Note first that the $\sup$ and $\inf$ are attained at $(1,2)$ and $(-2,1)$, respectively. Now, restricting ourselves to $\|v\|=1$, the given conditions tell us that $Q(\mathbf v)$ attains its maximum value of $1$ in the direction of $(-2,1)$ and its minimum of $\frac19$ in the direction of $(1,2)$. These values are the eigenvalues of $A$, with associated eigenvectors.

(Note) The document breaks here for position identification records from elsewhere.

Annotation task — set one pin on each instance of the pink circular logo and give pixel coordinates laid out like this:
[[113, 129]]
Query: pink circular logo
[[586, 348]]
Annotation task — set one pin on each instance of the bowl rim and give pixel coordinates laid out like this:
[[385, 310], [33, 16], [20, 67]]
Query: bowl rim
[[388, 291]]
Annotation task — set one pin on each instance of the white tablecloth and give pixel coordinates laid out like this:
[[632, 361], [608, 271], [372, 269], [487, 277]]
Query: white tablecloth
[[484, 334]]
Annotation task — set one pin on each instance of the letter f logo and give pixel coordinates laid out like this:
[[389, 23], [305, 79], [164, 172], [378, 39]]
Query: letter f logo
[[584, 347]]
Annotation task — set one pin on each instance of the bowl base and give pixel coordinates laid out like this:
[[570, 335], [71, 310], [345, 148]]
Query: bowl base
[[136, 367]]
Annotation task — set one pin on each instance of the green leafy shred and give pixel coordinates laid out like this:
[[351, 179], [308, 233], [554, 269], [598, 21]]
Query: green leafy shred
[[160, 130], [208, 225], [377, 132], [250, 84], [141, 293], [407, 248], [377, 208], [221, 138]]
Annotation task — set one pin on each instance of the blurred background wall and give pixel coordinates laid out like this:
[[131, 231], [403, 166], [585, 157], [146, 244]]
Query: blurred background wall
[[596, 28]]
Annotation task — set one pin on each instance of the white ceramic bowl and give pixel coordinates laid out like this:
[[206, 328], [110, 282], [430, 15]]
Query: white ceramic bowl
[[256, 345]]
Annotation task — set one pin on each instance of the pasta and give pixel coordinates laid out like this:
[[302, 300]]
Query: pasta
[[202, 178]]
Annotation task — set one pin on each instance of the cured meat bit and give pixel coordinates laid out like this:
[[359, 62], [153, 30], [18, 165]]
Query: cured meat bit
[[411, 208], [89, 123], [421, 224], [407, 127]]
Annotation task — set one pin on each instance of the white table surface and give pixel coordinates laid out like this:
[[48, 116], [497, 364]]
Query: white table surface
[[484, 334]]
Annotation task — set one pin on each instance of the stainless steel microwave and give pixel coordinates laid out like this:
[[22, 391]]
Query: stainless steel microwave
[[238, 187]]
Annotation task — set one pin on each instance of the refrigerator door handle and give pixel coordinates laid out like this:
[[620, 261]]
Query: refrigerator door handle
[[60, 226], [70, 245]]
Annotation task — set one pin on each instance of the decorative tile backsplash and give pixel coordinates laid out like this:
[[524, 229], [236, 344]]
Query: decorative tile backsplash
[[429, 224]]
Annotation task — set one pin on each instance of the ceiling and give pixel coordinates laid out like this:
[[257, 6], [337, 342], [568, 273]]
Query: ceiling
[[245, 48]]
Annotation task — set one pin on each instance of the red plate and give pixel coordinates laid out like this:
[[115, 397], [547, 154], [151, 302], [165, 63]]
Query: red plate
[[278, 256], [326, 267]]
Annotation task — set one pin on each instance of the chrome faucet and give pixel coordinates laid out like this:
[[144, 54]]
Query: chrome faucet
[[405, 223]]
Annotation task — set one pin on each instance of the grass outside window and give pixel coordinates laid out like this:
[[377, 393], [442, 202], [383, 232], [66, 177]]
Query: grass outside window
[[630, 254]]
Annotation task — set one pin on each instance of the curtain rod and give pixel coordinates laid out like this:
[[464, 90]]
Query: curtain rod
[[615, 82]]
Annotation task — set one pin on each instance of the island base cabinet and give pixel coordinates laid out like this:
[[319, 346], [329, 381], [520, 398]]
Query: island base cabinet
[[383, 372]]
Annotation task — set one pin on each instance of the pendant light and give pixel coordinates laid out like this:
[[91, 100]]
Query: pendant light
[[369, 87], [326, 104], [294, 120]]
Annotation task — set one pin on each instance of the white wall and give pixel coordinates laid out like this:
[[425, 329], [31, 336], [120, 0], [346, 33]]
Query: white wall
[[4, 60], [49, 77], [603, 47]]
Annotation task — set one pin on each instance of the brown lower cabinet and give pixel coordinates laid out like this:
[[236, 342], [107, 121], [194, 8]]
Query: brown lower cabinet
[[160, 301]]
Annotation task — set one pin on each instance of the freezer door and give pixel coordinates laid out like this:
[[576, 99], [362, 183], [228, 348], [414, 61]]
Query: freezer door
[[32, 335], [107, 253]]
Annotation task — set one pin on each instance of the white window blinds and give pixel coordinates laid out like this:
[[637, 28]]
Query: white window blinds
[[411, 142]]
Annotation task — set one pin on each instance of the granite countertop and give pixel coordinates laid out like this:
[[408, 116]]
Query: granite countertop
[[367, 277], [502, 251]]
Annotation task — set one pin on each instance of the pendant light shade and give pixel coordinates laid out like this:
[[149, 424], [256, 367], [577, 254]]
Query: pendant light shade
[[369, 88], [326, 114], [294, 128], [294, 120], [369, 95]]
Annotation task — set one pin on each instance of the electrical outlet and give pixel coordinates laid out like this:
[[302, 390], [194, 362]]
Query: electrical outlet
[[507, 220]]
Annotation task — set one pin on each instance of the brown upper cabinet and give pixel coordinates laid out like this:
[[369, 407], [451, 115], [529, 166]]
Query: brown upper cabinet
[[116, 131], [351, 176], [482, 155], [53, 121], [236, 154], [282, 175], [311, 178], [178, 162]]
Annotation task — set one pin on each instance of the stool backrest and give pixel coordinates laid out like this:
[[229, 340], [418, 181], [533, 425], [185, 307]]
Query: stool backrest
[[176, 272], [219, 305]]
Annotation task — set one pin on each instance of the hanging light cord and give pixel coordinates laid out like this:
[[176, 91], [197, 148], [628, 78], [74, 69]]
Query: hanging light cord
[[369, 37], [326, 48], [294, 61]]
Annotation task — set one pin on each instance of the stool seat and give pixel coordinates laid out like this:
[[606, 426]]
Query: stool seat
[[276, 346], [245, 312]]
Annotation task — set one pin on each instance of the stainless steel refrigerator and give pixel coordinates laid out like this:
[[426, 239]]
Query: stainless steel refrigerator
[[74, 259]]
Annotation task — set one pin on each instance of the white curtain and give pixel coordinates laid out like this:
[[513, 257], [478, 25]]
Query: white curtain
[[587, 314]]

With this information in hand, we can reconstruct $A$:$$ A=R\pmatrix{1 & 0 \\ 0 & \frac19}R^{-1}, $$ where $$ R=\frac1{\sqrt5}\left(\begin{array}{r r}2 & 1 \\ -1 & 2\end{array}\right), \tag{*} $$ giving $$ A=\frac1{45}\left(\begin{array}{r r}37 & -16 \\ -16 & 13\end{array}\right). $$ Thus, $$ Q(x,y)=\frac{37}{45}x^2-\frac{32}{45}xy+\frac{13}{45}y^2 $$ and finally $$ \|(x,y)\|=\left(\frac{37}{45}x^2-\frac{32}{45}xy+\frac{13}{45}y^2\right)^{\frac12}. $$
(*) We used $(2,-1)$ instead of $(-2,1)$ for the eigenvector so that $\det R=1$. This isn’t strictly necessary, but it’s convenient because it makes $R$ a rotation.